At the end of the school year, hundred of thousand graduates are going to look for jobs; however, it is discouraging to note that this “weak state” has but a little to offer when it comes employment.
To Justice Puno, the solution to these problems (e.g. terrorism, poverty, killings) is not to let the people eat cake, but to give them the rod to catch the fish. That’s why he said that “countries that cannot give decent life to their young people will serve as incubators of extremism that may end up in terrorism.”
For the past weeks, the Arroyo administration was talking about political fantasies to hide and justify the true state of the country. A World Bank report reveals that about 15 million Filipinos survive on less than $1 a day. But the Arroyo regime, through the National Anti-Poverty Commission, belied it and claimed that only 10.5 million Filipino live on $1 a day. But even so, the figure is still very high to cause disappointment and anxiety.

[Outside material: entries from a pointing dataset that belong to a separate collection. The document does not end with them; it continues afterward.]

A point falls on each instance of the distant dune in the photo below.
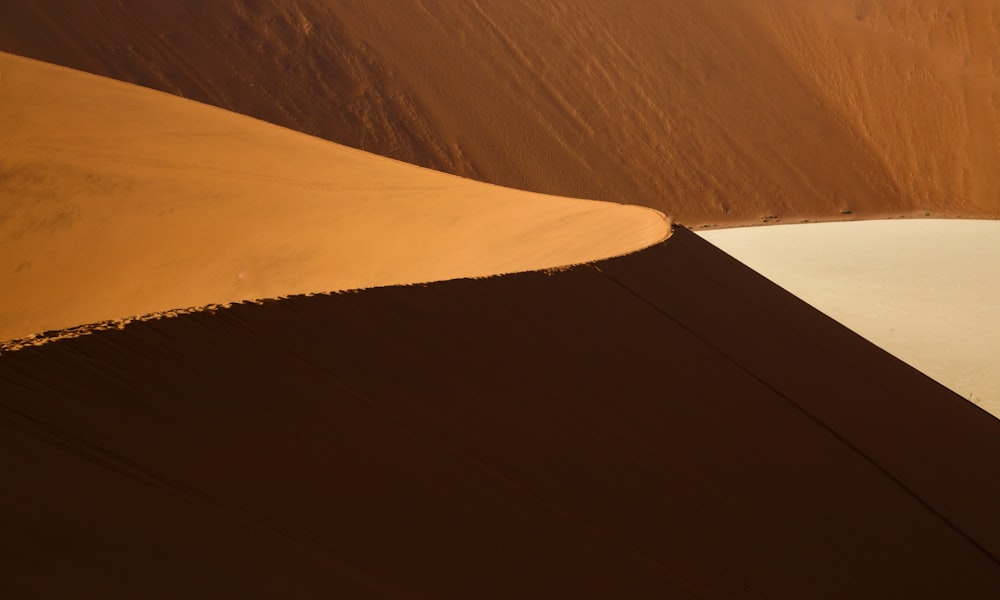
(118, 201)
(717, 111)
(662, 424)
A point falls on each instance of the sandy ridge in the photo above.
(119, 200)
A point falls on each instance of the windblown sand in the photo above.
(119, 201)
(719, 111)
(927, 291)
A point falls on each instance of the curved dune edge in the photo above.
(723, 112)
(118, 200)
(664, 424)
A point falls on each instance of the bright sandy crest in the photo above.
(117, 200)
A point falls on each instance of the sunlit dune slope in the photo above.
(928, 291)
(664, 424)
(117, 200)
(714, 111)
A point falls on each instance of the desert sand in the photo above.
(120, 201)
(717, 111)
(667, 423)
(927, 291)
(663, 423)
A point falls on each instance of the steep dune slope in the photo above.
(716, 111)
(666, 423)
(117, 200)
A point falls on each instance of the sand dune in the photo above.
(717, 111)
(118, 201)
(665, 423)
(926, 291)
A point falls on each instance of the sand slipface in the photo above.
(926, 291)
(118, 200)
(715, 112)
(663, 424)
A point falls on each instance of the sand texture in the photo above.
(714, 112)
(927, 291)
(116, 200)
(664, 424)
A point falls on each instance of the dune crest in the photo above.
(118, 200)
(715, 112)
(663, 424)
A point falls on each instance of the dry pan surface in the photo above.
(926, 291)
(118, 200)
(713, 111)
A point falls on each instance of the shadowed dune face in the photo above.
(118, 201)
(716, 111)
(661, 424)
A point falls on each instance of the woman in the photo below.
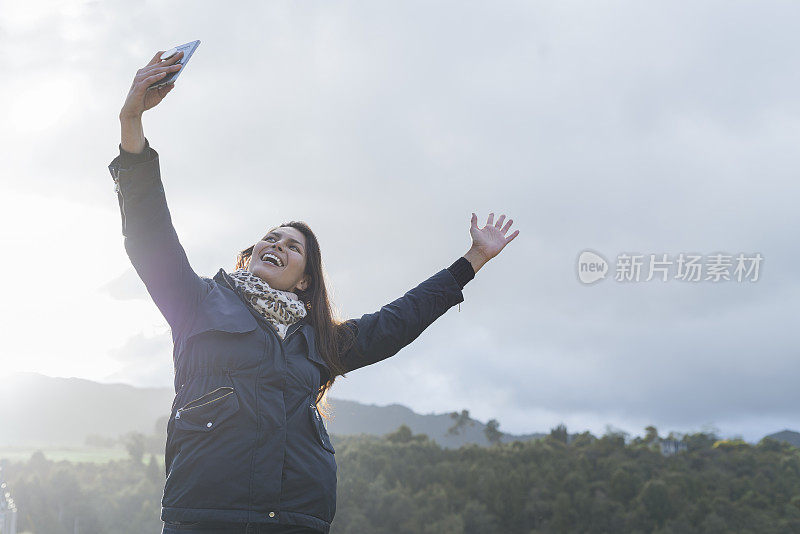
(256, 350)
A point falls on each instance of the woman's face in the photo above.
(288, 245)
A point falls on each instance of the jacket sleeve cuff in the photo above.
(129, 159)
(462, 271)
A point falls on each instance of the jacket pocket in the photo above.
(212, 403)
(319, 429)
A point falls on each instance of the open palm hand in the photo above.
(491, 239)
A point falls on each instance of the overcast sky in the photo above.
(619, 127)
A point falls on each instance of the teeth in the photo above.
(273, 256)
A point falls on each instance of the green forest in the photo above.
(405, 483)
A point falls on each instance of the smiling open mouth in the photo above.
(269, 257)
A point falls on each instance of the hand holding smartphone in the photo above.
(187, 49)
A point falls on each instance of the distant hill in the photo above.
(40, 410)
(789, 436)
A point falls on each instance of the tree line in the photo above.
(406, 483)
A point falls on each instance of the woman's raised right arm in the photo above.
(150, 239)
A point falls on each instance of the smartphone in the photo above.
(187, 49)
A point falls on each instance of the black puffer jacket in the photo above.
(245, 441)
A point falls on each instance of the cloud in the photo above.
(145, 361)
(126, 286)
(638, 128)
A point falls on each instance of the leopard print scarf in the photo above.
(281, 308)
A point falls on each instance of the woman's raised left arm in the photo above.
(382, 334)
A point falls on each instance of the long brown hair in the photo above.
(332, 336)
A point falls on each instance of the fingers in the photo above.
(156, 63)
(511, 237)
(143, 85)
(168, 69)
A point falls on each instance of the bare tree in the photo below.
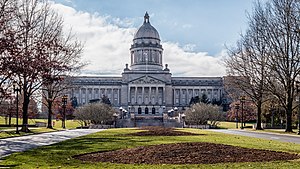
(39, 53)
(282, 32)
(7, 8)
(267, 56)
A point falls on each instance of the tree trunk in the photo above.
(258, 121)
(49, 126)
(25, 113)
(289, 111)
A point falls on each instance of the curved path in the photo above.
(263, 135)
(23, 143)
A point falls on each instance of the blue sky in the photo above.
(198, 28)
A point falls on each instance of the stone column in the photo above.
(143, 94)
(156, 94)
(164, 95)
(135, 92)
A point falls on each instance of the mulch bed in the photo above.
(161, 131)
(183, 153)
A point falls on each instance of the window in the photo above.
(146, 110)
(153, 110)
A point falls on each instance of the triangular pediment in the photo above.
(147, 80)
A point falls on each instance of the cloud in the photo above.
(107, 42)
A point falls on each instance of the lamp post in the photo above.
(121, 112)
(17, 90)
(64, 101)
(115, 115)
(237, 107)
(242, 100)
(183, 119)
(298, 114)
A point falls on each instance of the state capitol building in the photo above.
(146, 86)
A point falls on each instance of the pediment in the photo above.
(147, 80)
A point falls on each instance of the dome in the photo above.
(146, 30)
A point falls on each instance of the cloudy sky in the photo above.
(194, 33)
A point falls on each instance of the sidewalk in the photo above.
(23, 143)
(263, 135)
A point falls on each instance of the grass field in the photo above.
(60, 155)
(11, 131)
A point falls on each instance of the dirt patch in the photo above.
(161, 131)
(186, 153)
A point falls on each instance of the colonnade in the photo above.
(84, 95)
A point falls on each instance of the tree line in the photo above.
(36, 52)
(264, 64)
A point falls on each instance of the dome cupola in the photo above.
(146, 50)
(146, 30)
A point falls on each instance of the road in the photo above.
(263, 135)
(23, 143)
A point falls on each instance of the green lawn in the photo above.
(60, 155)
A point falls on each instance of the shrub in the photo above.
(201, 113)
(96, 113)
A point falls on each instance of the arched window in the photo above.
(153, 110)
(146, 110)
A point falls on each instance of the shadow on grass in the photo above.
(7, 166)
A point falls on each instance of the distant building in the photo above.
(146, 88)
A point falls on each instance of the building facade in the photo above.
(146, 87)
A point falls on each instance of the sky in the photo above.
(194, 33)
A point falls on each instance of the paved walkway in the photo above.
(263, 135)
(23, 143)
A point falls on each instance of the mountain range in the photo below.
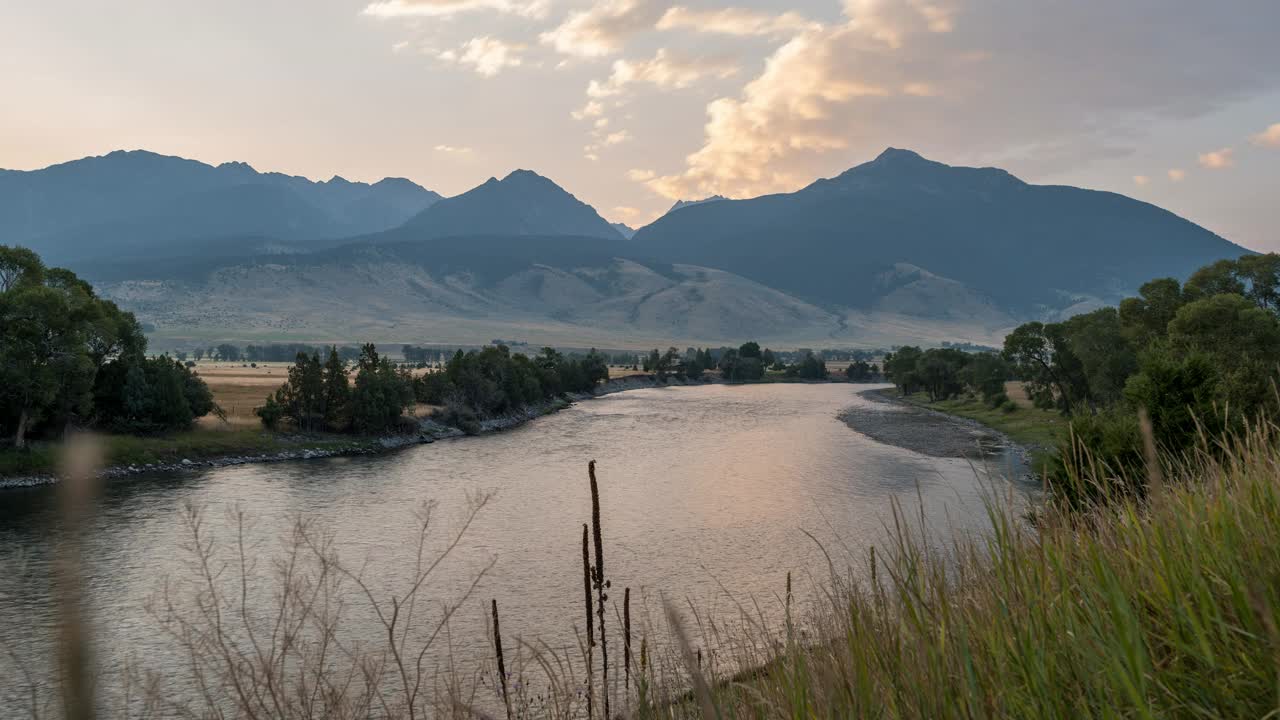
(141, 204)
(896, 250)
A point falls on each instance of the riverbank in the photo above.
(960, 428)
(894, 422)
(205, 447)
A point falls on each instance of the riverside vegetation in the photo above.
(1165, 605)
(1200, 360)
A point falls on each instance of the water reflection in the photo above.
(704, 495)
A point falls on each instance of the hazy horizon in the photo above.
(632, 104)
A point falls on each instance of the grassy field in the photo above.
(238, 390)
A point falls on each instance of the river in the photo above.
(705, 495)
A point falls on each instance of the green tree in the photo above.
(380, 393)
(986, 374)
(1102, 347)
(1219, 278)
(1242, 341)
(41, 350)
(900, 368)
(809, 367)
(337, 392)
(1050, 370)
(1262, 274)
(1146, 318)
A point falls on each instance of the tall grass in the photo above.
(1161, 606)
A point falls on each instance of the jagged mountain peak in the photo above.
(521, 204)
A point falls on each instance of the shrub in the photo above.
(270, 413)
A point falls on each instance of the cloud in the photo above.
(446, 8)
(734, 21)
(593, 109)
(487, 55)
(1217, 159)
(891, 21)
(663, 69)
(990, 76)
(781, 113)
(616, 137)
(919, 90)
(1269, 137)
(603, 28)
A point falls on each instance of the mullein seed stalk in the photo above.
(502, 662)
(590, 623)
(600, 586)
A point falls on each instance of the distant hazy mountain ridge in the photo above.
(896, 250)
(1027, 247)
(138, 203)
(520, 204)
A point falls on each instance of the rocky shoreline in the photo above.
(429, 431)
(928, 432)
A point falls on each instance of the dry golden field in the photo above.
(240, 388)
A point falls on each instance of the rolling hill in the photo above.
(1028, 249)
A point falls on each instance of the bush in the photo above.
(1102, 459)
(462, 418)
(270, 413)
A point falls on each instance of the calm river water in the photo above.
(705, 492)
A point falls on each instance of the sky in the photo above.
(631, 104)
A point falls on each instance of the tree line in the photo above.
(1200, 359)
(72, 359)
(746, 363)
(494, 381)
(321, 396)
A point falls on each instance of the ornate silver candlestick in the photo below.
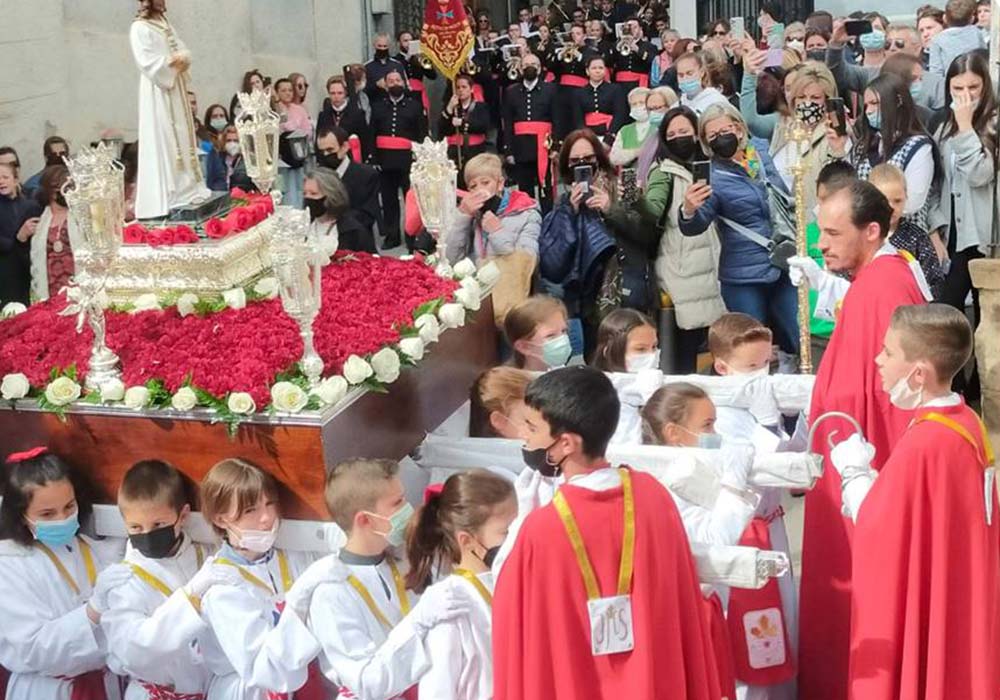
(298, 265)
(95, 197)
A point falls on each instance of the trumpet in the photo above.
(569, 53)
(514, 68)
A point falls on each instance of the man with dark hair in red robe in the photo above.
(599, 597)
(925, 620)
(853, 221)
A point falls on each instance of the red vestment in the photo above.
(926, 600)
(847, 381)
(541, 629)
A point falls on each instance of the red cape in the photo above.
(926, 613)
(541, 633)
(847, 381)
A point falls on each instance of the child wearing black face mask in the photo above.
(153, 614)
(458, 531)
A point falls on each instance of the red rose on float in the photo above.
(134, 234)
(217, 228)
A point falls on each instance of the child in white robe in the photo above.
(254, 648)
(372, 630)
(154, 619)
(741, 345)
(50, 604)
(460, 529)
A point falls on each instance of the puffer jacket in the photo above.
(740, 198)
(687, 267)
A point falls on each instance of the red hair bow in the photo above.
(18, 457)
(432, 491)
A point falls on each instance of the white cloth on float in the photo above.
(767, 398)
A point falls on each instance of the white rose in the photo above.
(112, 390)
(331, 391)
(137, 397)
(429, 328)
(145, 302)
(235, 298)
(185, 303)
(13, 309)
(452, 315)
(412, 348)
(15, 386)
(241, 403)
(184, 399)
(488, 274)
(472, 285)
(467, 298)
(356, 370)
(288, 397)
(386, 365)
(267, 287)
(62, 391)
(464, 268)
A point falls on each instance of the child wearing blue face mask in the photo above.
(626, 342)
(50, 639)
(538, 331)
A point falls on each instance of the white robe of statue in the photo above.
(169, 172)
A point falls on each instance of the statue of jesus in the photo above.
(169, 173)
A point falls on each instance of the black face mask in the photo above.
(683, 148)
(539, 460)
(329, 160)
(316, 207)
(156, 544)
(725, 145)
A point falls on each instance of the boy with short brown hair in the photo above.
(926, 554)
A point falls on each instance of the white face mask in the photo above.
(903, 396)
(257, 541)
(639, 114)
(640, 361)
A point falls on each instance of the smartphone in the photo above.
(583, 174)
(738, 28)
(836, 115)
(857, 27)
(702, 171)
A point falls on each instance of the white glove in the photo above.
(803, 267)
(299, 596)
(212, 575)
(438, 604)
(853, 454)
(109, 579)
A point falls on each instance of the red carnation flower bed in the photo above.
(365, 299)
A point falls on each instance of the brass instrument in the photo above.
(569, 53)
(514, 68)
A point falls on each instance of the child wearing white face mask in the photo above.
(255, 648)
(741, 345)
(626, 342)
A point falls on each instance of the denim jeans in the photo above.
(774, 304)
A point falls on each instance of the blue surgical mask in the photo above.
(873, 41)
(556, 351)
(56, 533)
(396, 535)
(874, 119)
(690, 86)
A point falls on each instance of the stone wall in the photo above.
(67, 67)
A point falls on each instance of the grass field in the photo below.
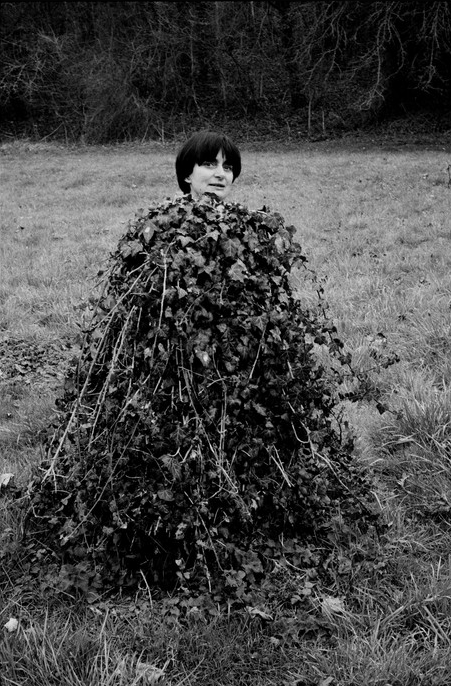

It is sad that this “weak state” is being run by political illusionists who speak of inexhaustible alibis to defend their incompetence.
Really, we have a “weak state”, er, a “failed state”, run by stubborn political animals that continue to arrogate powers unto themselves. “The threats to our national security and human rights will be aggravated if we have a state, weakened internally by a government hobbled by corruption, struggling with credibility, battling the endless insurgence of the left and the right; and, by a state weakened externally by pressure exerted by creditor countries, by countries where our trade comes from, by countries that supply our military and police armaments,” said the Chief Justice.
At the end of Puno’s speech there was a shimmering ray of hope, like a morning sun rising in the east. The unhurried procession of days before the election spells hope.

As what the Chief Justice said, when Rizal died, he died for a purpose – and died with a symbolic gesture – when, despite holding his final breath, he managed to turn his face towards the flickering rising sun – in the East.